Richard Douglass is my paternal 6th Great Grandfather. He was born on July 19, 1682, in New London, Connecticut, the youngest son of William Douglass Jr. and Abiah Hough. He was baptized on August 27, 1682, in New London. He grew up on a very large farm that had been originally purchased Richard’s Grandfather William Sr. after he emigrated to Connecticut from Scotland. The farm was left to his father William.
He married Margaret Abell (1685-1752) on December 7, 1704, and they had 8 children, 4 sons and 4 daughters. He bought a house lot on Bank Street, and he raised his house there. Richard was a sea-captain, and he accumulated a large amount of money in this field. He was also occasionally chosen to be the surveyor of highways by the town.
The first provincial forces in British North America were organized in the 1670s, when several colonial governments raised ranger companies for one-years paid service to protect their borders. The beginning of the United States military lies in local governments which created militias that enrolled nearly all free white men. The militia was not employed as a fighting force in major operations outside the local jurisdiction.
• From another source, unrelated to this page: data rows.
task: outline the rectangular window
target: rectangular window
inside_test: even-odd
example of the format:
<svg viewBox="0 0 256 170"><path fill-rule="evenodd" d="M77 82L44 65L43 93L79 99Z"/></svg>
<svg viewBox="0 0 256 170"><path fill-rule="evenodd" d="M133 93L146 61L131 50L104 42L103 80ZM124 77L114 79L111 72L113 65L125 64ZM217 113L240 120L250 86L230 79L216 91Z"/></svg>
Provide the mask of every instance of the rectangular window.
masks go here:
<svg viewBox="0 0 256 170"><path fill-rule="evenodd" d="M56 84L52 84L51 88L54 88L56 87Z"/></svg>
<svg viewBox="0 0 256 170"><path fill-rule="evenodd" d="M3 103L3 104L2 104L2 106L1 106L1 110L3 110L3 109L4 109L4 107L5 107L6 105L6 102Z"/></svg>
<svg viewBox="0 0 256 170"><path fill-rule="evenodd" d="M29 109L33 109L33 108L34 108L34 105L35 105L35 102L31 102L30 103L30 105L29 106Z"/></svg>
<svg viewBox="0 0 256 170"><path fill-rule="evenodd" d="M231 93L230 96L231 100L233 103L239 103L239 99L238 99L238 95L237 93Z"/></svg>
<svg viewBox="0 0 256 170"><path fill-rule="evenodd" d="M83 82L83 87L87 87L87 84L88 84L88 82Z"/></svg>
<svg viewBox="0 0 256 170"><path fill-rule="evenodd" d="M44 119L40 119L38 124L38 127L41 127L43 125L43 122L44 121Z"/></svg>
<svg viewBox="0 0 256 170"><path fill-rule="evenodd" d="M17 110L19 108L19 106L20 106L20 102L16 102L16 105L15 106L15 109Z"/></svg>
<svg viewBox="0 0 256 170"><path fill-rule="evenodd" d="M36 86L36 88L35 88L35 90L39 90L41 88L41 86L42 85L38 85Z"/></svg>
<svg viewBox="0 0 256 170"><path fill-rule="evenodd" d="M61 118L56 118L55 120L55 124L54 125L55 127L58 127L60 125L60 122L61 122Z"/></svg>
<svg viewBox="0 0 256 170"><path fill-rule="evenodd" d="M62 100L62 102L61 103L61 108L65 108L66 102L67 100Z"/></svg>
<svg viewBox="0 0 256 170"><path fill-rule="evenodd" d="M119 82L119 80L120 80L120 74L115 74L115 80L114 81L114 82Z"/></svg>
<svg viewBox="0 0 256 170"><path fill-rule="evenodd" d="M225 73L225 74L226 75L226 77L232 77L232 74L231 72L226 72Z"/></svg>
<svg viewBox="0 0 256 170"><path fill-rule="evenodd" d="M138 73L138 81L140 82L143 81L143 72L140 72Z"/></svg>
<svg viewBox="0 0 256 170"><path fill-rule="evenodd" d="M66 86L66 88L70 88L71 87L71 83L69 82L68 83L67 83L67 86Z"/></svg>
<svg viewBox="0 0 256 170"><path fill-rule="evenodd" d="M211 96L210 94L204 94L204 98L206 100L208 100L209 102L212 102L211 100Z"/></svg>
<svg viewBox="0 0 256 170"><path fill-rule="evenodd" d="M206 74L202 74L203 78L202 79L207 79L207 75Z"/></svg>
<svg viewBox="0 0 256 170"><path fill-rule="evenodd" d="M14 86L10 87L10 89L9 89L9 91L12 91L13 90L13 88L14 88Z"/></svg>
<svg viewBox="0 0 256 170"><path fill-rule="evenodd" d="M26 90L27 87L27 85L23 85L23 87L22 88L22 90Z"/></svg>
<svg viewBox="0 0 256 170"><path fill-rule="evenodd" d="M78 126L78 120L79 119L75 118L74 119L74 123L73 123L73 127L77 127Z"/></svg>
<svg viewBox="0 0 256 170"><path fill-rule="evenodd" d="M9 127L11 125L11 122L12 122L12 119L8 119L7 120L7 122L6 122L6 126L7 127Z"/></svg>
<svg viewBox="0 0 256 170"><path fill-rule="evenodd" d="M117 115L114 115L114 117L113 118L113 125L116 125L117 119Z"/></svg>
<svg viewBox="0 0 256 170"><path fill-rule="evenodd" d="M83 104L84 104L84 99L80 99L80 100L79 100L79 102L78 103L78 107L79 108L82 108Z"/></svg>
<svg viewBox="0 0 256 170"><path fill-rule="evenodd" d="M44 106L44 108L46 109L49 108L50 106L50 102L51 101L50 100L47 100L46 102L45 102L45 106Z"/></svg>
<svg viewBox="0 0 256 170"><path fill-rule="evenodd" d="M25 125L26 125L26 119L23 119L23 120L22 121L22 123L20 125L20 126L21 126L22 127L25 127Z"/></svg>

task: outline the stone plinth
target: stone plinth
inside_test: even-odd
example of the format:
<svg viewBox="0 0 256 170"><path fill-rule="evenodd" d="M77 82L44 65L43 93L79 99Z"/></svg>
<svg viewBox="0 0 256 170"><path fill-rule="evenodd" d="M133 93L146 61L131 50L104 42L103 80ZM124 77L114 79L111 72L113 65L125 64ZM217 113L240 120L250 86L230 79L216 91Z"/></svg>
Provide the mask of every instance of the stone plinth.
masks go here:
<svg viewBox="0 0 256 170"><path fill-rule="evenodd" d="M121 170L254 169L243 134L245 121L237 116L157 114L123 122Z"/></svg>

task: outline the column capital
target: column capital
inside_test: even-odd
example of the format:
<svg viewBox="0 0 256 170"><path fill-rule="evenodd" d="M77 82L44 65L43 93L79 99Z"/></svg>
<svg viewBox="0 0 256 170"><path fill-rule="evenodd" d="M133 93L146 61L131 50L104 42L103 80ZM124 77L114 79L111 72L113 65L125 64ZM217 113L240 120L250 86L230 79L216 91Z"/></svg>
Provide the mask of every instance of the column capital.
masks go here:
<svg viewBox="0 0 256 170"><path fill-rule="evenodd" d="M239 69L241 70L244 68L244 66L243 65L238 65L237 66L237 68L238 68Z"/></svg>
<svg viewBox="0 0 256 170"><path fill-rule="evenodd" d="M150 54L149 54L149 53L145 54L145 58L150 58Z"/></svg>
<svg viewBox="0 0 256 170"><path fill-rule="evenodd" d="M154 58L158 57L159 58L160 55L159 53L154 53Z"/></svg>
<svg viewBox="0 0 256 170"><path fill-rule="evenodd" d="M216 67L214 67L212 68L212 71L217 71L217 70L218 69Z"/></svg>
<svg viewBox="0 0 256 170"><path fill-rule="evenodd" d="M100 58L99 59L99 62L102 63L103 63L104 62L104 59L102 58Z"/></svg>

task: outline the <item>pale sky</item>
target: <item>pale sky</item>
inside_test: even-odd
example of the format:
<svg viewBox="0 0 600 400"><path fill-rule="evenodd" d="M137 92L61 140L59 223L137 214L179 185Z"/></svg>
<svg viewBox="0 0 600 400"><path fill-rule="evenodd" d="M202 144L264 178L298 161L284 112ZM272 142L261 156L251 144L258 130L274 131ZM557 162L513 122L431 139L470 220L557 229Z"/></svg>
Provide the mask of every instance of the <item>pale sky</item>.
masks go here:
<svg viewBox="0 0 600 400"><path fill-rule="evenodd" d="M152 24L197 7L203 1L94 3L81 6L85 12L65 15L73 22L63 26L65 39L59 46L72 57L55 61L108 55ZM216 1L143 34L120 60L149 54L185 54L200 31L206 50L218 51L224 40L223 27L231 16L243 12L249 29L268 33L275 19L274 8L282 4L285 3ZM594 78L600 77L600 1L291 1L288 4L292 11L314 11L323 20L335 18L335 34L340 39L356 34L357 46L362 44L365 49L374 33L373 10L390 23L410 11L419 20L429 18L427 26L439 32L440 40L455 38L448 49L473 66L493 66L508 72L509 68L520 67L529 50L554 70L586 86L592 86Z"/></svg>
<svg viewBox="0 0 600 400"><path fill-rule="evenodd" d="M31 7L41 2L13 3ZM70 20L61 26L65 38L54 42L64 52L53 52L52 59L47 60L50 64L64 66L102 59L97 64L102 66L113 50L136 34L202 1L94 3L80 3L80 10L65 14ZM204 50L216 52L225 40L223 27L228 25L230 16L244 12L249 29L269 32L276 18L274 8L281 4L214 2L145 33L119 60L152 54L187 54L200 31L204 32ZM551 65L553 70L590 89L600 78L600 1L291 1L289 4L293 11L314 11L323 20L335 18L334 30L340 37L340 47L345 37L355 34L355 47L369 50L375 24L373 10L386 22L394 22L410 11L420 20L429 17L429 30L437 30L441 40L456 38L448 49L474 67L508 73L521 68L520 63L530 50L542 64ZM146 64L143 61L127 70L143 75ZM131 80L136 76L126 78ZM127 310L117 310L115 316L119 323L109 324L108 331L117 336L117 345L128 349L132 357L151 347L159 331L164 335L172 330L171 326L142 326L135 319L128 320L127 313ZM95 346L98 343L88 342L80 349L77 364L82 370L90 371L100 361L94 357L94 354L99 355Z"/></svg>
Instead, the colony asked for (and paid) volunteers serving in ranger and other provincial troops. Many of whom were also militia members. The local Indian threat ended by 1725 in most places, after which the militia system was little used except for local ceremonial roles. Richard was one of these militia members.
New London is a seaport city and a port of entry on the northeast coast of the United States. Richard not only sailed to and from other seaport cities located in the Northeast, but he also patrolled the coastline of Connecticut and the rivers that emptied into it.
On February 26, 1734, he fell dead as he was steering a scow up to Mr. Richards’s wharf. He is buried in the old Ancient Cemetery that was donated to the city by his Grandfather.